Ela também afirmou que não houve imprudência. “Não estava com celular na mão. Não estava ‘dando bobeira’ num ‘lugar perigoso’. Estacionei o carro em uma rua residencial (fofa, de casinhas geminadas, na Lapa) e estava andando 20m até a casa para onde íamos”, completou.
No post, a jornalista relembrou o diálogo entre ela e o criminoso, assim como os questionamentos de sua filha caçula no momento do incidente.
“‘Não se mexe, entrega tudo, cadê o iPhone?’. ‘Tá na bolsa. Eu estou com uma criança, fica calmo, pode levar tudo’. ‘Mamãe, por que você tá tirando sua aliança?’. ‘Qual a senha do iPhone? A senha do iPhone!’. Eu dizia a senha, mas, nervoso, ele errava as teclas. ‘Repete! A senha!!’. ‘Eu abro o celular pra você!’. ‘A senha!! Você é polícia?!’. Ele passou a mão na minha cintura pra ver se eu estava armada. Repeti a senha. Finalmente abriu. Ele revirou a bolsa, pegou meus cartões e saiu'”.
Segundo Maria, a filha não conseguiu entender o que havia acontecido. “Dora não viu a arma, não entendeu o que estava acontecendo por um motivo óbvio: ela sequer sabe que isso acontece”, explicou.
“Entramos na casa, fomos acolhidas por muitos amigos. Entreguei Dora pro Pedro, que estava lá, e desabei longe dela. Só ali, pelas conversas, caras e perguntas, ela sentiu o baque. Chorou, ficou com medo, ‘quero ir pra casa, mamãe’. Chegou polícia, depoimento. Horas de telefonemas cancelando tudo”, relatou Maria.
Segundo a jornalista, após choque, o incidente mexeu com a pequena Dora e com ela mesma.
“Dora passou o dia falando sobre isso, processando, perguntando, querendo entender o que foi aquilo, quem era aquele cara, por que ele queria o telefone, a senha, a aliança, por que isso acontece. São 4h da manhã, não consigo dormir. Minha cabeça é um replay sem fim de áudios e imagens de uma situação que ninguém deveria passar na vida. Nem eu, nem a Dora, nem aquele cara”, enfatizou Maria.

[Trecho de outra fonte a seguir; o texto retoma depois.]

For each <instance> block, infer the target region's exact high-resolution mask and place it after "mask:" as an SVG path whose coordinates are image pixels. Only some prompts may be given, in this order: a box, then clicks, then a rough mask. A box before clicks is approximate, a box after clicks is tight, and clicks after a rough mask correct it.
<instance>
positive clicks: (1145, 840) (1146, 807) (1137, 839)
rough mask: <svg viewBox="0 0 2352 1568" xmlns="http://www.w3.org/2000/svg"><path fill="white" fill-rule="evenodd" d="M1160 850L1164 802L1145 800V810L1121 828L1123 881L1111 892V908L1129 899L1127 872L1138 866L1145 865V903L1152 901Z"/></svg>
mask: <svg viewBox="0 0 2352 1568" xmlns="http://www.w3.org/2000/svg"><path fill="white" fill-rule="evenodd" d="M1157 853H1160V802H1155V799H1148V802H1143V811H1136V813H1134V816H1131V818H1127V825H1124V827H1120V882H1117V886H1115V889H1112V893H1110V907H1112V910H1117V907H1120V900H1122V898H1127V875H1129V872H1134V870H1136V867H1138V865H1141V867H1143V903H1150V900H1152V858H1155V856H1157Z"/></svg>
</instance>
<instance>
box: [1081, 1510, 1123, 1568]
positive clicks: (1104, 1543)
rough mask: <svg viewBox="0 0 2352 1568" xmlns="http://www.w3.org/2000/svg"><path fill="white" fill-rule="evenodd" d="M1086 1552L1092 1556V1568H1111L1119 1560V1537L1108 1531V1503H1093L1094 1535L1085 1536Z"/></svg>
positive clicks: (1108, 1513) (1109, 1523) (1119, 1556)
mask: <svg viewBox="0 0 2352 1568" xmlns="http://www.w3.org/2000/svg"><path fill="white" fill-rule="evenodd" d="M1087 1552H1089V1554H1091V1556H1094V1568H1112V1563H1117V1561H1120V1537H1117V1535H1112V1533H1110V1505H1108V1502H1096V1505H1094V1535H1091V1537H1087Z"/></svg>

A jornalista ainda tranquilizou os amigos e seguidores. Além disso, ela refletiu sobre a brevidade da vida e como situações como esta podem ser perigosas. “Estamos bem, têm coisas muito piores, o pesadelo poderia ser outro. Mas a vida é mesmo um sopro. Um movimento errado e o desfecho poderia ser outro, como já foi com tanta gente”, escreveu.
“Passamos as férias dedicados a mostrar para nossas filhas o Brasil mais sensacional que há. Hoje, o pior do Brasil nos atropelou”, finalizou a jornalista.